Yan et al., ACL-IJCNLP 2009
Citation
Yulan Yan, Naoaki Okazaki, Yutaka Matsuo, Zhenglu Yang, and Mitsuru Ishizuka. 2009. Unsupervised relation extraction by mining Wikipedia texts using information from the web. In Proceedings of the Joint Conference of the 47th Annual Meeting of the ACL and the 4th International Joint Conference on Natural Language Processing of the AFNLP: (ACL-IJCNLP '09), Vol. 2. Association for Computational Linguistics, Morristown, NJ, USA, 1021-1029.
Online version
Summary
This paper presents an unsupervised method (clustering) of Relation Extraction from Wikipedia pages. The authors used the combination of dependency patterns and surface patterns.
Motivation
Existing semi-supervised and unsupervised methods extraction relations using the redundancy information from corpus or the Web. The co-occurrences of word pairs are collected from the corpus and surface patterns are generated. The hypothesis of the paper is that the semantic features such as the dependency of the text can be useful to extract relations.

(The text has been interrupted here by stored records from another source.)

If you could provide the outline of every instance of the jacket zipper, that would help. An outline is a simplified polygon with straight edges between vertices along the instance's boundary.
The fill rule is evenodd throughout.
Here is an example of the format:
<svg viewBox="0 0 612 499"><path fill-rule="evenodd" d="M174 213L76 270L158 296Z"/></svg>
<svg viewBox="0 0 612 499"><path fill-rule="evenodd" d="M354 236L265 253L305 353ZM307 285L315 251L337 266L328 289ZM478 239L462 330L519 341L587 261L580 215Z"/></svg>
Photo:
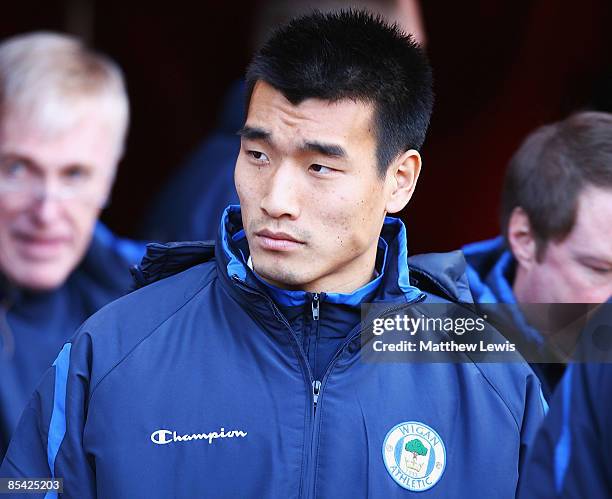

The main idea of the paper is to combine the linguistic analysis of Wikipedia pages and frequency information from the Web and improve the relation extraction performance. The pairs of the concepts extracted in Wikipedia pages are grouped into several clusters based on the similarity of their context patterns: dependency patterns from the Wikipedia and surface patterns from the Web.
- The pairs of concepts are first extracted from Wikipedia pages. The anchor-text concepts in the article describing a concepts are considered as related concepts to the described concept.
- The concept pairs are used as queries to Google and retrieve snippets from it.
- Relational terms (verbs and nouns) are extracted from sentences mention concept pairs. These terms are ranked using a entropy based method (Chen et al., IJCNLP 2005).
- Surface patterns are the generated from the strings between the pair of concepts in the snippets.
- Dependency patterns are generated using the sub path of the shortest path between a concept pair in dependency tree of the selected sentence in Wikipedia.
- K-means method was used to cluster the concept pairs into groups.
Evaluation
The method was evaluated on two categories in Wikipedia: "American chief executives" and "Companies". The proposed method was able to find more instances relations with much higher precision.
Related papers
The authors of this paper used the sub paths instead of the full path of the shortest dependency paths (Bunescu and Mooney, EMNLP 2005) as the dependency patterns. They were trying to improve the coverage of the patterns in this way.